L’article ne fait pas mention de Vermicelle, ce personnage muet campé par Daniel Couturier, arrivé l’année suivante, et qui ne restera pas jusqu’à la fin. Durant la saison 1983-84, l’émission change de formule et s’intitule Capitaine Cosmos, sans public en studio, avant de revenir à la version originale l’année suivante.

Parmi les autres émissions pour enfants diffusées à TVA: Le zoo du capitaine Bonhomme, Patofville, Le monde de Monsieur Tranquille, La cabane à Midas, Fanfan Dédé, Les Champignoles, Au pays de Chanterelle, Au château des enfants, Gronigo et cie et Le village de Nathalie.

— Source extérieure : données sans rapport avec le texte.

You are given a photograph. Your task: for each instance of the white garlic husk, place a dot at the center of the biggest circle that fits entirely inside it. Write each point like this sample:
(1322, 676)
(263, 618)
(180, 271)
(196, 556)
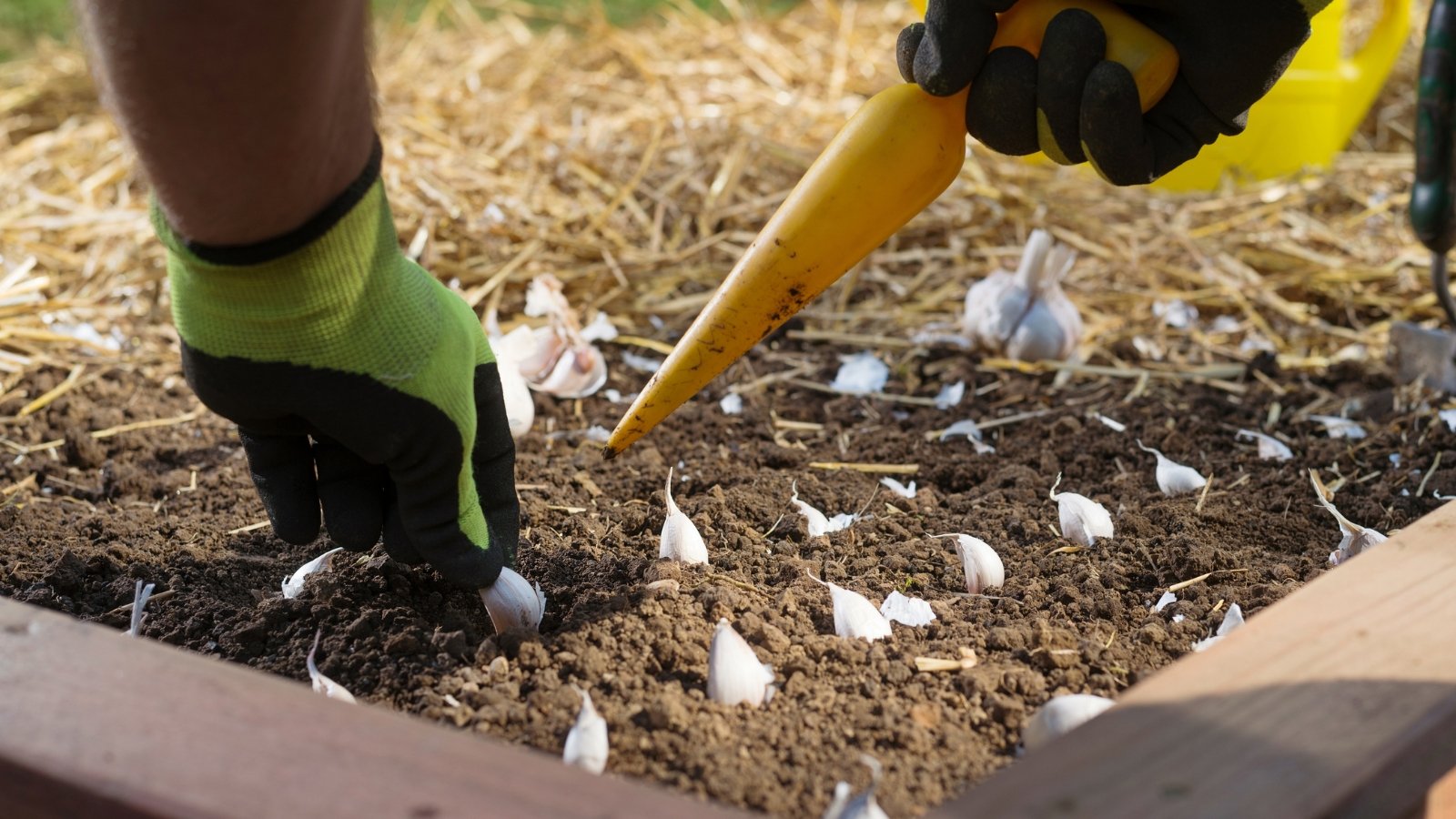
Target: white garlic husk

    Je publie chaque vendredi une première page du défunt guide horaire de La Presse. L’idée est de revenir sur des moments marquants de l’histoire de notre télévision, des succès et des flops, ou alors de ressortir des boules à mites un nom ou un titre qui avaient disparu de notre mémoire et de constater à quel point notre télé a changé. Ces couvertures souvenirs sont pigées dans les années 60, 70, 80 ou 90, à des époques où l’horaire des différentes chaînes n’apparaissait pas encore sur nos téléviseurs, et que le télé-horaire sur papier faisait figure de bible dans nos salons.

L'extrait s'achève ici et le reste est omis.